Obviously, conlanging is somewhat knowledge-intense. For newcomers, this is in part alleviated by some guides - Zompist's Language Construction Kit, various threads for newcomers at various fora, people answering newcomers' questions for help with a bunch of advice. (The same bunch of advice, however, has now been repeated for about 15 years without any updating, without anyone even looking at what results the advice leads to.)

Since conlanging has become more popular in recent years - a result of Avatar, Game of Thrones, Defiance and possibly other movies and series that I may be forgetting right now - more newcomers that don't have all that much knowledge in linguistics enter conlanger communities than ever before, and are presented with the same advice.

Pretty much everyone who offers advice are in an almost heart-warming agreement as to what the first thing a conlang needs is. That thing is a almost unvariably a phonology. And there is a nice way of illustrating a phonology - a table with IPA symbols in it.

Of course, in reality, there's much more to a phonology than that. There is all the allophony (which some conlangers do get into), there is archiphonemes and mergers, there's phonotax, there's syllable structure, there's suprasegmentals, there's feature spreading, there's prosody, ...

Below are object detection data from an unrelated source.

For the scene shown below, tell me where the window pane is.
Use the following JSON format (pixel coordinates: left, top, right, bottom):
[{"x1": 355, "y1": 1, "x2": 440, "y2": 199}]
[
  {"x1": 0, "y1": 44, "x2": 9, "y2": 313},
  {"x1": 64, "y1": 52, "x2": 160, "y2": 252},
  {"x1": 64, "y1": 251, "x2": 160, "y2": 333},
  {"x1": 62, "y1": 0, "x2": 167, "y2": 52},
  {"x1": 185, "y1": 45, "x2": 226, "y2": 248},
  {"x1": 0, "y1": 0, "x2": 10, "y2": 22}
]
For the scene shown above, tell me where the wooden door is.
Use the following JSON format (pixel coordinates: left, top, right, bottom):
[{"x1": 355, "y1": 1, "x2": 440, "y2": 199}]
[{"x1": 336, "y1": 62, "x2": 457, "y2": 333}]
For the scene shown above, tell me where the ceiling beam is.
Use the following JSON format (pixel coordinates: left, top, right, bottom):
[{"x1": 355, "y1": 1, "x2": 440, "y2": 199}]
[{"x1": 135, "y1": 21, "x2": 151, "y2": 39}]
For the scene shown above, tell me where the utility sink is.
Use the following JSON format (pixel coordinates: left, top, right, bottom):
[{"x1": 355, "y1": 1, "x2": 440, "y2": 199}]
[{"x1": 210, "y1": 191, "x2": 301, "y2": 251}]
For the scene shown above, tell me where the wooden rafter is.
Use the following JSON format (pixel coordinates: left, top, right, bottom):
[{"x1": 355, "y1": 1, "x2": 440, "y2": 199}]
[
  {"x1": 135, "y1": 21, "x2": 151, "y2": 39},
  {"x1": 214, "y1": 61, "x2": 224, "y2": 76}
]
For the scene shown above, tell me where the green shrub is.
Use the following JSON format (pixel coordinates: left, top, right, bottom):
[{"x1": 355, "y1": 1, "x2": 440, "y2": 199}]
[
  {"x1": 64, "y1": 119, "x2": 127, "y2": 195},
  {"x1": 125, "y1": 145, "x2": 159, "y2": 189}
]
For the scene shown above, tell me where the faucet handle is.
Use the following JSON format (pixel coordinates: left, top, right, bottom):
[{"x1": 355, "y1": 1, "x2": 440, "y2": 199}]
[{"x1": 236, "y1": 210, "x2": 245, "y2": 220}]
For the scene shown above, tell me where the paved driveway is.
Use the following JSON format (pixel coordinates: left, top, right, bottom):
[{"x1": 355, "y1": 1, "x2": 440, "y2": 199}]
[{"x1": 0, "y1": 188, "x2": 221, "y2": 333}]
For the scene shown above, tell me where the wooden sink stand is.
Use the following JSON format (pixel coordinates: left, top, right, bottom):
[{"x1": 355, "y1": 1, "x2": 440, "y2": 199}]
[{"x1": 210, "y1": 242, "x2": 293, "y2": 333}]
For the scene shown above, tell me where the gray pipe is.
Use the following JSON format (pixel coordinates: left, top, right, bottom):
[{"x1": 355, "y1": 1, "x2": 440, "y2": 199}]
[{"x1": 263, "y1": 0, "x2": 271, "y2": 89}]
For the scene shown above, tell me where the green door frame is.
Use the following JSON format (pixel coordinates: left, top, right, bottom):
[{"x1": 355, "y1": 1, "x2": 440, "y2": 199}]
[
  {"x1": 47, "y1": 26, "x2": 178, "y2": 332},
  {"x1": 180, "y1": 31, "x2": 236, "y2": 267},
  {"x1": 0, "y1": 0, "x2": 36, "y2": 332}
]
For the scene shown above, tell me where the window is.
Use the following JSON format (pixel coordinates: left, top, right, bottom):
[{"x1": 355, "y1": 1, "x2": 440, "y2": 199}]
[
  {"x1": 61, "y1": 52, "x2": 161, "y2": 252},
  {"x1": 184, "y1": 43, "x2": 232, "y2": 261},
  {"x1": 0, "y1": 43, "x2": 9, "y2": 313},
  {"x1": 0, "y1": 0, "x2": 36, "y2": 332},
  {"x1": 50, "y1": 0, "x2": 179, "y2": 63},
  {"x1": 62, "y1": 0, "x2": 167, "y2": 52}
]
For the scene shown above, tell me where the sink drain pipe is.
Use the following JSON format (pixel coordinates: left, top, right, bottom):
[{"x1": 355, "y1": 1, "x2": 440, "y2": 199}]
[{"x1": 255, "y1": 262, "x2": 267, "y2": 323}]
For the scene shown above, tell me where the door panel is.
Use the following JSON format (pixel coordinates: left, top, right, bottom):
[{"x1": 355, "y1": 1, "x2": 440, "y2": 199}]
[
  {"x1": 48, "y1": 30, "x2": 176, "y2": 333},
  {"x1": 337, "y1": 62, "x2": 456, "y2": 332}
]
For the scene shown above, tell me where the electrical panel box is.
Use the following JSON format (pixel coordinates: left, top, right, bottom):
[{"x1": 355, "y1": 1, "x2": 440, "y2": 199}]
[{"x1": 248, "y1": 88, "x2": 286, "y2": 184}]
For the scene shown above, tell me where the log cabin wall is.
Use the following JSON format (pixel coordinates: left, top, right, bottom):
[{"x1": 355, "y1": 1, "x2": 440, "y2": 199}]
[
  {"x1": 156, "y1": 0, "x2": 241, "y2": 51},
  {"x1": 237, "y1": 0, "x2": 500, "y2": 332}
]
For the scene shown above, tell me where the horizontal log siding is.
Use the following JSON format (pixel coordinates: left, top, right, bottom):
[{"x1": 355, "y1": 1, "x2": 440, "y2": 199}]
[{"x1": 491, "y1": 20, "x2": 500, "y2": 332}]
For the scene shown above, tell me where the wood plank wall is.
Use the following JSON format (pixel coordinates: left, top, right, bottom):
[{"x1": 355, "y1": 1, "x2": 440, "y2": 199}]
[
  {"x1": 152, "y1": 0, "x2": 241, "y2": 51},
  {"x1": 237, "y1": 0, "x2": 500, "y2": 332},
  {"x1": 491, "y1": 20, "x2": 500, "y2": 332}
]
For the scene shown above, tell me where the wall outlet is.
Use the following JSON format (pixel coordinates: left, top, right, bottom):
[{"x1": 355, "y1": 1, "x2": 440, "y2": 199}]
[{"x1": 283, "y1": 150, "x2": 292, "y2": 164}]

However, this leads to a situation where every new conlanger posts a tabular representation of a phonology, or even a few of them - each for a new language once the previous one has been abandoned. And we get drowned in relatively boring phoneme inventories. Phoneme inventories are useful for conlangers, but they are about as exciting as any other excel table.

My intention when starting this blog was to show that compelling conlanging can be done without even having a table of phonemes in mind. That one can describe and develop a language quite far without phonology. And once you have an idea about the kinds of constructions - the morphosyntax, the morphology, even the more scary stuff in pragmatics and semantics, - you can start thinking about what kind of a phonology you want to add as skin on your Frankenstein's monster.

Heck, you can even come up with a loose sketch of morphophonological features of the language without having a clear idea of the phonology - and I think that might be a good idea, even, as you then can design the phonology to make realistic morphophonemic alterations that pattern the way you want them to.

I hope this blog this far has inspired people to skip ahead past the phonology-section of the Language Construction Kit, and to start describing wildly different aspects of their languages without fleshing the phonology out. Maybe, in the future, we will see more conlangs introduced not by posts describing their phonologies, but posts describing their most fascinating, well-developed and quirky parts.